# 7 - SNOW
OK I know I said this one would be landscapes but as it snowed over the weekend I thought you would like some ideas about capturing the snow. There's loads - here goes:
- Don't start shooting as soon as you go outside. You must let your camera acclimatise to the cold. Your lens will probably mist up. Also your batteries will run out very very quickly so make sure you take lots of spares with you, warm and snug in your pocket.
- Remember your camera is not as good as your eye and it will see everything as 18% grey. This is because the highly reflective tones of snow confuse your cameras metering. It can cope when an image has everything from black to white but when its just white your camera will underexpose - hence grey snow.

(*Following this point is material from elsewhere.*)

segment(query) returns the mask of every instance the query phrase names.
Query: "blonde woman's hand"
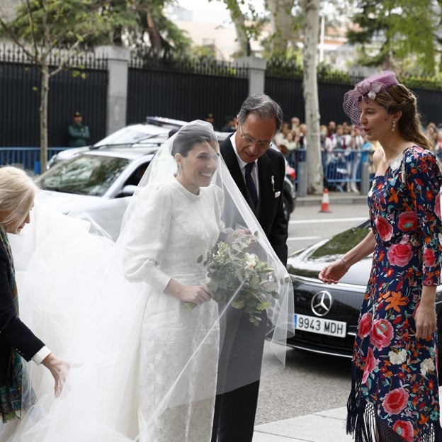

- Override your cameras automatic settings using exposure compensation or by switching it to manual and taking control yourself. Set to plus 1 or 2 stops - depends on how much snow. Some compact cameras have a "snow" setting - use it. It will have already made those adjustments for you and you'll get much better results.
- If you are not sure how many stops adjustment you should make then capture the same shot again and again - make half stop adjustments on each shot. Review them on the spot to help you decide which is the best setting and use that for future shots. Or leave it till you get home when you have downloaded them to discover which is the most pleasing. With a full range of exposure settings you could try and HDR them - I will discuss this on a future top tip.
- Avoid getting your digital camera wet, so don't go out whilst it is snowing. The snow quickly melts on your camera and the water can easily get into those delicate digital/electronic parts. If you do go out cover up your camera using a plastic bag and put an elastic band around the lens. Perhaps it's time to get your old film camera out!
- Make sure you have details in the shot - trees, walls, hedges - or it will be a bland wash of white. Spiders webs looks great on a darker background, but make sure you get out there before the sun melts the frost.
- Dress warm - protect your fingers.
- Avoid photographing snow when it's an overcast dull day.
- Remember shadows will help you and add depth and interest.
- As always - look for patterns.
- Put sun 45 degrees behind you it will create nice shadows.
- Batteries will run out fast - take plenty of spares.
- Use filters if you have them - graduated ones can give lovely results.
- Take your time, be careful and have fun.